The department store is going to expand its home services by testing six new programs in 100 stores. Shoppers can buy a GE washing machine, arrange for a bathroom remodel consultation, get a haircut at a JCPenney salon by InStyle and pick up some new Nike gear — all in one trip.
Starting later this month, shoppers will see signs in the J.C. Penney home departments and on its digital storefront for services in bathroom remodeling, home heating and cooling systems, quick-ship and installed blinds, whole home water solutions, awnings and smart home technology.
“It’s a $300 billion market that we believe we have the opportunity to pick up some significant market share,” Ellison said during an exclusive interview on CNBC’s “Power Lunch.”
Ellison knows a thing or two about home services and appliances, having spent six years working for Home Depot before coming to J.C. Penney in 2014.
While department stores may be falling out of favor with shoppers as mall traffic slows, home improvement retailers like Home Depot and Lowe’s are logging enviable sales gains quarter after quarter as homeowners invest in their houses instead of filling up their closets.
Ellison is hoping to increase his sales with both new and current customers. He said 70 percent of his current shoppers are homeowners.
While some may argue that this new expansion is outside the retailer’s comfort zone, Ellison isn’t concerned.
“If you go back on the timeline, J.C. Penney actually served a lot of these products and services at one time in our history,” Ellison said. “A lot of people said the exact same thing about the appliance business, but we were able to roll out 500 showrooms and it was one of our strongest categories for 2016.”
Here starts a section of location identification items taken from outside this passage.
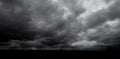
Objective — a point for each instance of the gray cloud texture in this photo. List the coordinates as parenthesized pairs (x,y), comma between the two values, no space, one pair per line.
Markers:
(43,22)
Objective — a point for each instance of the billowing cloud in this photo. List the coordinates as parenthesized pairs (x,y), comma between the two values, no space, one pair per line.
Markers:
(61,23)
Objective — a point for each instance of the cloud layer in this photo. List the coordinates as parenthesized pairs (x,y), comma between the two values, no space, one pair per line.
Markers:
(61,23)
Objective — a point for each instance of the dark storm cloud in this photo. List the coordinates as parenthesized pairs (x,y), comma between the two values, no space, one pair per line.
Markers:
(14,19)
(103,15)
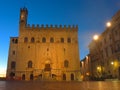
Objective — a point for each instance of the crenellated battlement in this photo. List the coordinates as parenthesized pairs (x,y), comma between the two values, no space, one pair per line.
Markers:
(33,26)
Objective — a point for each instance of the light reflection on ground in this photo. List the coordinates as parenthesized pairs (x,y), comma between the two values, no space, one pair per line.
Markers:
(44,85)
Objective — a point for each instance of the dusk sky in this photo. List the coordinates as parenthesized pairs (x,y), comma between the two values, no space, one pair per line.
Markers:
(90,16)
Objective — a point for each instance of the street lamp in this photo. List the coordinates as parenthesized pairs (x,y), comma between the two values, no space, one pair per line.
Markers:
(95,37)
(108,24)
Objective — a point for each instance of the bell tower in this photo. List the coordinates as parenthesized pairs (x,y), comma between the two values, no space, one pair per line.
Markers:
(23,17)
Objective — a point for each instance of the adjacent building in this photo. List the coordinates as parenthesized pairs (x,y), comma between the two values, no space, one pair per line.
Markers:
(44,52)
(105,51)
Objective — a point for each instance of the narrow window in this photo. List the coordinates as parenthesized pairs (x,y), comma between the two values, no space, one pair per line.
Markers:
(25,39)
(31,77)
(16,41)
(62,40)
(23,77)
(13,40)
(47,67)
(13,65)
(51,39)
(66,63)
(29,64)
(69,40)
(13,52)
(43,39)
(64,77)
(72,76)
(32,40)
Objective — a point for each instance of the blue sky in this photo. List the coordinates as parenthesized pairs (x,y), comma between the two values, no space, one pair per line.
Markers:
(89,15)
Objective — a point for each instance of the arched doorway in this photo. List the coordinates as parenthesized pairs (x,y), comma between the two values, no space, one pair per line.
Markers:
(72,76)
(119,72)
(31,76)
(64,77)
(23,77)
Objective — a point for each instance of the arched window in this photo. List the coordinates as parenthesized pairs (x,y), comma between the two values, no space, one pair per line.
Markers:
(32,40)
(12,74)
(29,64)
(66,63)
(51,39)
(23,77)
(16,41)
(62,40)
(13,65)
(47,67)
(64,77)
(72,76)
(13,40)
(69,40)
(43,39)
(25,39)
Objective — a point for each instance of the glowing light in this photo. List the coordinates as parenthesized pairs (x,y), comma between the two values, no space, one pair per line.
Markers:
(98,68)
(108,24)
(112,63)
(2,72)
(95,37)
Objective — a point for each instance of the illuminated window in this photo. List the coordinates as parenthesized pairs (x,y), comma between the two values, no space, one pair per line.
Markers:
(32,40)
(51,40)
(69,40)
(62,40)
(64,77)
(47,67)
(16,41)
(43,39)
(29,64)
(25,39)
(13,65)
(66,63)
(13,52)
(72,76)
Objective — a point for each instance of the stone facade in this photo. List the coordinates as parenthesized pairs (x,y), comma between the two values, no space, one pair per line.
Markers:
(44,52)
(85,68)
(105,52)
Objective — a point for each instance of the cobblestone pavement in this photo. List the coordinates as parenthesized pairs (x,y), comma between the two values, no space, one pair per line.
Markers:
(44,85)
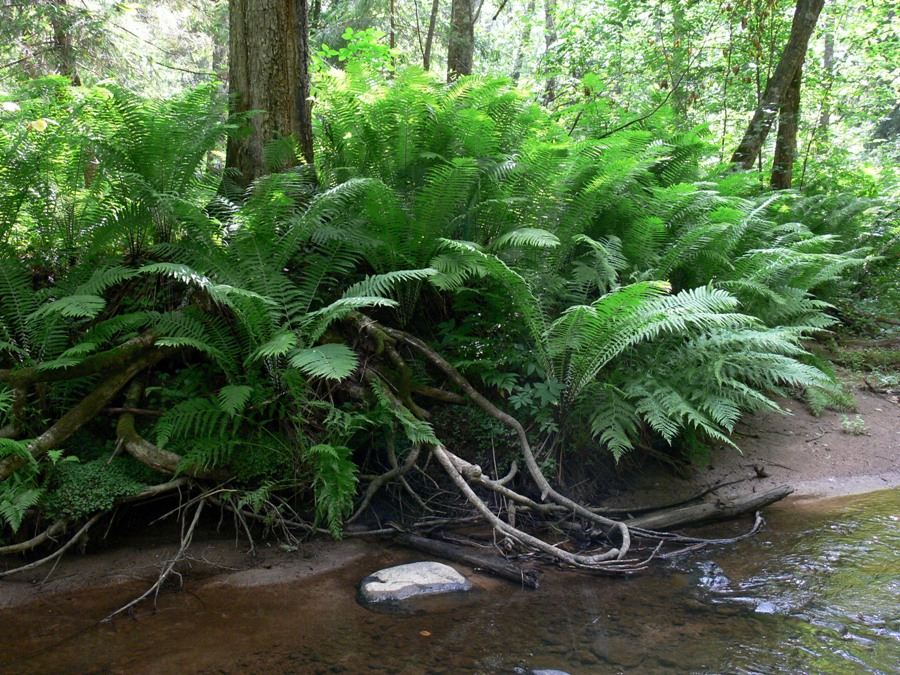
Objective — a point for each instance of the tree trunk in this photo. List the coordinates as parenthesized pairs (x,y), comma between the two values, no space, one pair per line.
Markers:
(678,75)
(62,41)
(786,141)
(269,71)
(429,38)
(889,127)
(461,47)
(828,67)
(805,17)
(392,38)
(524,39)
(549,39)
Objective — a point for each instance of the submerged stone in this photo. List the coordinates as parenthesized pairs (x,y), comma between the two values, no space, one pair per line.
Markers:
(410,581)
More than a year ago, J.C. Penney began to bring back appliances from General Electric, LG, Samsung and others after having exited the appliance business more than three decades earlier.
“If you think about the retail landscape overall, every single company has to try new things,” Dana Telsey, CEO of Telsey Advisory Group, said in reaction to Ellison’s interview. “If you’re just going to sit there and be an apparel company the entire time, you’re not going to capture the new demographic, the new customers.”
In the retailer’s fourth-quarter earnings call in February, Ellison said appliance sales are driving significant comparable sales growth and improving productivity.
While Ellison did not call out Sears by name on that earnings call, he did allude to it and expanded home services by saying “now that we have a large mall competitor donating market share in this category, we feel the timing is right for us to test a series of home install initiatives.”
J.C. Penney and Sears stores overlap in 400 of the country’s malls, though both retailers are closing stores as more sales move online and into other categories altogether.
“If we can get our apparel business back on track and combine that with the initiative of beauty with Sephora, home with appliances and some of these new service offerings, we think we can have a really good 2017,” Ellison said.